Dotfile manager with git-powered branching

CI PyPI version PyPI downloads Python License: MIT Code style: black Ruff Checked with mypy Coverage Docs PRs Welcome


Switch your entire development environment in one command.

Install · Quick Start · Commands · Config · Docs


What is dot-man?

dot-man stores your dotfiles in a git repository and uses branches as configuration profiles. Each branch is a complete, deployable snapshot of your environment.
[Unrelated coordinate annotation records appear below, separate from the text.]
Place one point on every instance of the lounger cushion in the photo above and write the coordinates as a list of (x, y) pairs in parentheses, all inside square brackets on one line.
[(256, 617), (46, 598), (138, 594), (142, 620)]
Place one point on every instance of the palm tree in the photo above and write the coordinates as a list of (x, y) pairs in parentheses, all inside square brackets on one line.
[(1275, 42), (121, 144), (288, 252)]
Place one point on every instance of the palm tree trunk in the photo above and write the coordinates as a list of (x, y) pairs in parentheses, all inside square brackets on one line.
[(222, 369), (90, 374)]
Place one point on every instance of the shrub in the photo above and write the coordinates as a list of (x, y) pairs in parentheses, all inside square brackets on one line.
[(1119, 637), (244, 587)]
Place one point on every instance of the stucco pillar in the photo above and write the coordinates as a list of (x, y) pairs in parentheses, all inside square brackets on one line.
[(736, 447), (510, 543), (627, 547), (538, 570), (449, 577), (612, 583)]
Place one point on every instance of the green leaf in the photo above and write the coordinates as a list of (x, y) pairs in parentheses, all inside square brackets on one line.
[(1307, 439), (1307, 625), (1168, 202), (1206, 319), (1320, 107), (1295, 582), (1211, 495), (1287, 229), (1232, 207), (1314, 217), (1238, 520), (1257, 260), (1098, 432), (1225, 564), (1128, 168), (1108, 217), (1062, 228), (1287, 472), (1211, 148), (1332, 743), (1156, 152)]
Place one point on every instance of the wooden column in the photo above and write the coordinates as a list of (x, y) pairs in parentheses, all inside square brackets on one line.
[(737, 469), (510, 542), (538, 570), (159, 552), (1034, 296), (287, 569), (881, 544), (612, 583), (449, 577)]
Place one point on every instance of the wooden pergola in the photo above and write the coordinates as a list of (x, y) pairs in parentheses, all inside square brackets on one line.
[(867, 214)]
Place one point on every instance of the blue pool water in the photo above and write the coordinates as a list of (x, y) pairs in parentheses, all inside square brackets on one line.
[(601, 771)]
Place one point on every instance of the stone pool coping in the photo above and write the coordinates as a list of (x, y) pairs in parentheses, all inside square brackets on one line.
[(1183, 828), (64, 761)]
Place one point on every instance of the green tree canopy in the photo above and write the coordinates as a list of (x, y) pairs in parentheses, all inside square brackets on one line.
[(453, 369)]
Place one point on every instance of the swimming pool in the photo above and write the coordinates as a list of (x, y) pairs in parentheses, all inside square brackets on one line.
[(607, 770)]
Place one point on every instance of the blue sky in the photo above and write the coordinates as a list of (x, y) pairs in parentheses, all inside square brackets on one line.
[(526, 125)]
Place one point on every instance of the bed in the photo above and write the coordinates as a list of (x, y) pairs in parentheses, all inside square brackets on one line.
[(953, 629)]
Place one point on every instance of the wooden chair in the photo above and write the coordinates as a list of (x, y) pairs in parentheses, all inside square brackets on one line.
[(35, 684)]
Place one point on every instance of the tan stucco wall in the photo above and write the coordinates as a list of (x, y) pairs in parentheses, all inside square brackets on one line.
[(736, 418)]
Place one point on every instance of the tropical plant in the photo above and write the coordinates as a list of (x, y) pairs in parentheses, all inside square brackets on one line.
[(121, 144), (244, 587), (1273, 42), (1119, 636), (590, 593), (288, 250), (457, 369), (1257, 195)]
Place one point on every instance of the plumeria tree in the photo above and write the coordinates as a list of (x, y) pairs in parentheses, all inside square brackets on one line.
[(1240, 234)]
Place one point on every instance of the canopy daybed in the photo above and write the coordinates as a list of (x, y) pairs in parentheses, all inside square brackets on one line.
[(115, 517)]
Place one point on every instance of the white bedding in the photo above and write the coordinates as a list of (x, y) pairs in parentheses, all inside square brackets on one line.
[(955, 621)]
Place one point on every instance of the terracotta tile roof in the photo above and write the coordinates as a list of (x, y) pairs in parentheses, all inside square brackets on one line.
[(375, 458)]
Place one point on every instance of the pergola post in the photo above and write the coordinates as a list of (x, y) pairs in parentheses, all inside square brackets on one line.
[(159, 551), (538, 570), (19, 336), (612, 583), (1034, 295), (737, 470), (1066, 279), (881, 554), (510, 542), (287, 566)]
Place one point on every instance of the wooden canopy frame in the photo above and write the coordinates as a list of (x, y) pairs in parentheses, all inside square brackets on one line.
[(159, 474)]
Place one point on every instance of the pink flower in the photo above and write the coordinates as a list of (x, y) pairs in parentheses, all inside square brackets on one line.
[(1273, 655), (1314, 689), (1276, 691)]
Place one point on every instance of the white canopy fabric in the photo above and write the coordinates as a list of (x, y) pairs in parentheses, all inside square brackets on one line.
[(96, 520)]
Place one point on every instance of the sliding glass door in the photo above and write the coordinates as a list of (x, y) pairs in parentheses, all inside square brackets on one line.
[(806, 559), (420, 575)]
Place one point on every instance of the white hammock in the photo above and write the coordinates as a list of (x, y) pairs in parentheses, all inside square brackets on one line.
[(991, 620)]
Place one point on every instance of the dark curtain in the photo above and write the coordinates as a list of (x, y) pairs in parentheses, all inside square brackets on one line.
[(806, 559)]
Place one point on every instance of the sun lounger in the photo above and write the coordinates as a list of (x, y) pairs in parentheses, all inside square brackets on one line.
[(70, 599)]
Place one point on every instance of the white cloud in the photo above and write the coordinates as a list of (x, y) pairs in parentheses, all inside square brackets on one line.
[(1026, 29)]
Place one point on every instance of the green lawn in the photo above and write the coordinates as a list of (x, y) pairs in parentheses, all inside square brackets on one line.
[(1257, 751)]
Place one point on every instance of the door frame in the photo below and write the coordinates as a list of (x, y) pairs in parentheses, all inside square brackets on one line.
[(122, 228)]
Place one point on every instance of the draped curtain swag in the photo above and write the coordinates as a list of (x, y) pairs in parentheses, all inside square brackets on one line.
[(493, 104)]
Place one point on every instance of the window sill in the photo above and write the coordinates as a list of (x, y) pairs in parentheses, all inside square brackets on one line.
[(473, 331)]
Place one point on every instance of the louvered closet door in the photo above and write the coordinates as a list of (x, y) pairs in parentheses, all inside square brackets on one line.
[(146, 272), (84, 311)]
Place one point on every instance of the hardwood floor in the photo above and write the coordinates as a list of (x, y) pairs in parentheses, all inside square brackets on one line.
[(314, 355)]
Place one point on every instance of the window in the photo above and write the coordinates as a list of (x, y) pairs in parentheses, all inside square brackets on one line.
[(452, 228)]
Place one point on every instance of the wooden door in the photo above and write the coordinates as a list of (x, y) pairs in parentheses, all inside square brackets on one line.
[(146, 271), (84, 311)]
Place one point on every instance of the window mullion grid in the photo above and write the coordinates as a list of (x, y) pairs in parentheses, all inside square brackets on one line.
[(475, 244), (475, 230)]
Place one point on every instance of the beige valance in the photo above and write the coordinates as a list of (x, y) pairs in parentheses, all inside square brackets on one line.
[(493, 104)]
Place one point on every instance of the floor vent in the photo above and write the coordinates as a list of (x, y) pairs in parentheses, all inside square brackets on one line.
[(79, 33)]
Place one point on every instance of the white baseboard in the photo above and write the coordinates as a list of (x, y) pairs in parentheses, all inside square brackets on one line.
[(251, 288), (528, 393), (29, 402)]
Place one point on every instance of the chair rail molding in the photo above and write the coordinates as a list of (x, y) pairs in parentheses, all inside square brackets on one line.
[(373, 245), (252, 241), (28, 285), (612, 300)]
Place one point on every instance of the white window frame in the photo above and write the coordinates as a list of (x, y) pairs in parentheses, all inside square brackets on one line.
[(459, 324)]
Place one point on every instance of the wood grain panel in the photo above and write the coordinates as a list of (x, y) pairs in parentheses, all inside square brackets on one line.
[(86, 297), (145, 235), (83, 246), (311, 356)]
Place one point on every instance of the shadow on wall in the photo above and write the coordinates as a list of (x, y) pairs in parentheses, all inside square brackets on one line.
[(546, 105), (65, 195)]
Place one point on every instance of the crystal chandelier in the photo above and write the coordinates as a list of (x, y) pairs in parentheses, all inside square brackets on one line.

Your Machine                  dot-man Repo               Any Machine
──────────────                ────────────               ───────────
~/.bashrc      ──── save ──►  branch: main  ── deploy ──►  ~/.bashrc
~/.config/nvim ──── save ──►  branch: work  ── deploy ──►  ~/.config/nvim
~/.gitconfig   ──── save ──►  branch: server               ~/.gitconfig

Secrets are never committed. API keys, tokens and passwords are automatically detected, encrypted locally in a vault, and replaced with hashes in the repository before any commit.


Features

Core

  • 🌿 Git-powered branch profiles
  • 🔐 Automatic secret detection & vault
  • 🔄 Save → switch → deploy in one command
  • ⚡ Pre/post deploy hooks with aliases
  • 🏷️ Tag snapshots for fast rollback

Advanced

  • 🔒 GPG / AGE file encryption
  • 🌍 Import from chezmoi, yadm, stow
  • 📤 Export to tar, zip, JSON
  • 🔍 Auto-discover 30+ dotfile locations
  • 🌐 YAML + TOML config support

Developer

  • 🐚 Shell completions (bash/zsh/fish)
  • 🎨 Syntax-highlighted rich diffs
  • 🩺 doctor and verify diagnostics
  • 📦 PyPI — pip install dotman-git
  • 🔁 Remote sync via dot-man sync

Installation

From PyPI (recommended)

pip install dotman-git

Shell completions are installed automatically on first run.

With pipx (isolated)

pipx install dotman-git

From source

git clone https://github.com/BeshoyEhab/dot-man.git
cd dot-man
pip install .

Verify

dot-man --version

Quick Start

# 1. Initialize — runs an interactive wizard that auto-detects your dotfiles
dot-man init

# 2. Add files manually if needed
dot-man add ~/.bashrc
dot-man add ~/.config/nvim

# 3. Create a "work" profile (branch)
dot-man navigate work
# btw it was "switch" instead of "navigate" untill Bishoy decided to change it to "navigate" for some silly reasons and push that changes so as community help us to make it "switch" again.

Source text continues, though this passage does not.